Something similar happened to me on Feb. 11, 2013, in the Piazza of Saint Peter’s at the Vatican. I was there as a journalist, and no sooner had I interviewed one citizen, that about 8 members of the DIGOS and State Police surrounded me and demanded that I go with them. I ask if was being arrested. They said no. I ask if I was being taken in for questioning, and they said no. I responded that I would not go with them. They said if I did not they would hand cuff me and take me by force. The pool reporter for the Associated Press and her camera crew were eye witnesses to the entire event, but never reported on it. They expressed shock and dismay at the violation of my human rights and rights as a journalist, but did not attempt to help me, other than insisting that they wanted to interview me, which the police refused to permit. Another violation of the rights of the press, in my opinion.

For more than 2 hours I was interrogated with violence in the State Police Station near the Vatican. The violence consisted in being placed in a small room and surrounded by 8 police officers who shouted at me and argued with me with loud voices attempting to get me to say something upon which they could move an allegation of some crime. As I am not so fluent in Italian I could barely understand what they were saying and feared I would say something incorrectly that could lead to my arrest.

They were so ridiculous that they began to write me up for violating immigration laws, claiming that I had been in Italy beyond the 90 days allowed for U.S. Citizens. They attempted this even though I had already presented my Italian Passport showing that I am a citizen ex iure sanguinis of the Italian Republic. Only after I told the office who appeared in charge that I would file a criminal complaint against the officer who signed the charge against me, did he stop and think and admit that you cannot charge an Italian Citizen for illegal entry to Italy!

I was charged rather for impersonating a priest. The claim was that my Franciscan habit is a sign of priesthood! These police men, who claimed to be those who patrol the Vatican areas which are by treaty policed by Italy, seemed not to know the difference between a priest and a friar. I did not believe their claims to ignorance.

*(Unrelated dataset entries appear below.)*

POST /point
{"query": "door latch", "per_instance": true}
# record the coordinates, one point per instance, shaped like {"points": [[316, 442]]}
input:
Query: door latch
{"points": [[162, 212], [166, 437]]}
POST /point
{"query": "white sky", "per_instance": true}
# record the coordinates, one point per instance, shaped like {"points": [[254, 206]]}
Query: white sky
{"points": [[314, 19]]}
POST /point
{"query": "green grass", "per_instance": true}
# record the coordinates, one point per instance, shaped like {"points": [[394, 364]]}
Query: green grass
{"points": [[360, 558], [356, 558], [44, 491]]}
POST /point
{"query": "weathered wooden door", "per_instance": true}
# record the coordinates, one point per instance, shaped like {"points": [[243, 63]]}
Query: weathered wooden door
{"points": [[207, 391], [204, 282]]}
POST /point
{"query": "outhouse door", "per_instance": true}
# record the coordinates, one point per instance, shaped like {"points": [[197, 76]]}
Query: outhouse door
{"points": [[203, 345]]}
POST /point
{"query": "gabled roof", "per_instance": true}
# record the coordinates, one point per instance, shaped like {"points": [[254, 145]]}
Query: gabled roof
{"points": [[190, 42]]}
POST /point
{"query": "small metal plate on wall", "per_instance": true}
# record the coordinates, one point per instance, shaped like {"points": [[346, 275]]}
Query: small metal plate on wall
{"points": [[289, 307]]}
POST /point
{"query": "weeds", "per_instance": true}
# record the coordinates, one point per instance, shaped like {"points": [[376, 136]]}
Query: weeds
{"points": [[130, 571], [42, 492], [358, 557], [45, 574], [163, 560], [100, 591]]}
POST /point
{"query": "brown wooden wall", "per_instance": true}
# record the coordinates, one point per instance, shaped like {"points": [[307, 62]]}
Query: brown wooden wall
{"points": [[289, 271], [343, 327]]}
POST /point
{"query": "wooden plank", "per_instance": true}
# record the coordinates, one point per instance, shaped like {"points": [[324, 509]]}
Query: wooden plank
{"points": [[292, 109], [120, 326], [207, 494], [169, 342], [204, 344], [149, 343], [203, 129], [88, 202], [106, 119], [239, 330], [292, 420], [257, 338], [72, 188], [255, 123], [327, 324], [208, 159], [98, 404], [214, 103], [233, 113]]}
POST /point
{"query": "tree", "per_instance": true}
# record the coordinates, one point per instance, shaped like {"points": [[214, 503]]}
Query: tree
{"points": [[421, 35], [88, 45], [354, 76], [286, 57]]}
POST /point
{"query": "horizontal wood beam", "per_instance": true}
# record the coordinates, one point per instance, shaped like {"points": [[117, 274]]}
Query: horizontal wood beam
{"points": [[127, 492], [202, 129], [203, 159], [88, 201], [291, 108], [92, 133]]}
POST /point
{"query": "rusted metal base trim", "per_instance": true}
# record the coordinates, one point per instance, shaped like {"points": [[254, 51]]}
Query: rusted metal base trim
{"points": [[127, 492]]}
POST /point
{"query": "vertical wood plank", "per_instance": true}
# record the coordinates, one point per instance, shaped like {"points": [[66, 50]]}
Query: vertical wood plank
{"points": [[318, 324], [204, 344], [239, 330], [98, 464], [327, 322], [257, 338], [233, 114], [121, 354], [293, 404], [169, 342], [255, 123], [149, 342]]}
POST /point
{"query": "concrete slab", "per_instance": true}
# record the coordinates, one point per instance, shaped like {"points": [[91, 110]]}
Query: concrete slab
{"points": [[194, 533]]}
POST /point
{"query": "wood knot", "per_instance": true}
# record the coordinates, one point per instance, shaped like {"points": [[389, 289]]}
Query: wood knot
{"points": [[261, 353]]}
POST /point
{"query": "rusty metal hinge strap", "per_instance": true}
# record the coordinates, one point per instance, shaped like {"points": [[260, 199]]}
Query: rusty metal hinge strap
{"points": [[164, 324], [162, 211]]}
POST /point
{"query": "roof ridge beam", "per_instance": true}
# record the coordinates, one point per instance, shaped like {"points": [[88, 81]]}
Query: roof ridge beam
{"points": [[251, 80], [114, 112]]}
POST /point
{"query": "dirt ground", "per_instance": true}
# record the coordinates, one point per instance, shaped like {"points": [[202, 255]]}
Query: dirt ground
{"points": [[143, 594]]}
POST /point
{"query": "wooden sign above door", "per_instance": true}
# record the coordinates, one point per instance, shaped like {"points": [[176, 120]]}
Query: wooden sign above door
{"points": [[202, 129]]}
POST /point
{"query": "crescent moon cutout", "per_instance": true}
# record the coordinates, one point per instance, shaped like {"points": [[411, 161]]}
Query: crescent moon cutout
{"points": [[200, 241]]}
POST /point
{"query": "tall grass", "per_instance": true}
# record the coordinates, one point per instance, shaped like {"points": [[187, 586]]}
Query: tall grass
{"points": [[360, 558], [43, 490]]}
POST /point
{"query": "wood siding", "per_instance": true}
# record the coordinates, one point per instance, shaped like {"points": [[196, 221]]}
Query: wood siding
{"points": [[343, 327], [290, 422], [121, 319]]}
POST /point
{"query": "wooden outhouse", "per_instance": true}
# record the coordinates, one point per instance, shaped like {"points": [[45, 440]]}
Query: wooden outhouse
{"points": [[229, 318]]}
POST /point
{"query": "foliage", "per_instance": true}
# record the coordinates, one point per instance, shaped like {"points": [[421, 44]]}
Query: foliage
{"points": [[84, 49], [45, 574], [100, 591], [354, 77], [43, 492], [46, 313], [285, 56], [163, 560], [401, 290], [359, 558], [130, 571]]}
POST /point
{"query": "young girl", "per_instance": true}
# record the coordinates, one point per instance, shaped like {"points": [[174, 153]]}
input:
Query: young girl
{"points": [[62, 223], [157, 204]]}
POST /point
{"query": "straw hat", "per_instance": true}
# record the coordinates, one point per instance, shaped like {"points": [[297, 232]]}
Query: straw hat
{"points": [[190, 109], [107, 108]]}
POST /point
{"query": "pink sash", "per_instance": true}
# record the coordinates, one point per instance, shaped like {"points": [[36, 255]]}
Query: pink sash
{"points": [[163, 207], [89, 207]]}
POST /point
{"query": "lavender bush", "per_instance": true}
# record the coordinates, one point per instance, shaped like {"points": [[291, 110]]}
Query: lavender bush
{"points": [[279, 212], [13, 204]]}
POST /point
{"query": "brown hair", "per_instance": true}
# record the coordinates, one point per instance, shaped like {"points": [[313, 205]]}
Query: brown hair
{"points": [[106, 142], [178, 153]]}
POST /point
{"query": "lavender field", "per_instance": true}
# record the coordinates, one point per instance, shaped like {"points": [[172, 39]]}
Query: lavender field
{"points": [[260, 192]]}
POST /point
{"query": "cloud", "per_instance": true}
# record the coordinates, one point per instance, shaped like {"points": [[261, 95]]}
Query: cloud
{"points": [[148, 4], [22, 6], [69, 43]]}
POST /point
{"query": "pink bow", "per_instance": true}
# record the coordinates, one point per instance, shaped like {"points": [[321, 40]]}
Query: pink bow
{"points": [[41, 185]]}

On the advice of my attorney in Italy, I returned the next day and presented the documents which showed the legal basis for my actions and comportment. As far as I know all charges were dropped. They had to be, because otherwise I could file a criminal charge for abuse of office under the color of law to make false statements against an Italian citizen in an official document.

During my interrogation, I thankfully had the assistance of an Italian professor, the very one I had interviewed. I had asked him to come with me to the police station because I rightly feared that I would suffer abuse. His help rendered to me freely cost him to miss his train back to northern Italy, at the cost of several hundred Euro. The man I regard as a saint. You can see my interview with him, in Italian, as he denounces Bergoglio as a usurper, here:

So you see, that the Italians are correct. Member of the DIGOS will attempt to falsely accuse citizens and obstruct their constitutional rights of free expression and free assembly.

In my interactions at the Vatican in February, I was convinced and remain convinced that I was personally harassed at the request of the undersecretary of State. In fact, one member of the DIGOS involved in my detention was one of the same who accosted me at the Orgoglio Italiano event in October.

Following my report on the actions of Attorney Edoardo Polacco, as see here:

I have been followed by a member of the DIGOS here at Rome, despite being a journalist.

The DIGOS are working in close concert with the CIA, in my estimation. Because after publishing a few articles about General Pappalardo and his political movement, I have been contacted by agents of the Department of Homeland Security in the USA who, while feigning to be supporters of my work, have sought to know what I am doing in Italy.

So when you think that the dictatorship in one country is not supported by the dictatorship in another, think again.

Finally, for even writing this article, I can be arrested in Italy. But the truth needs to get out to the whole world.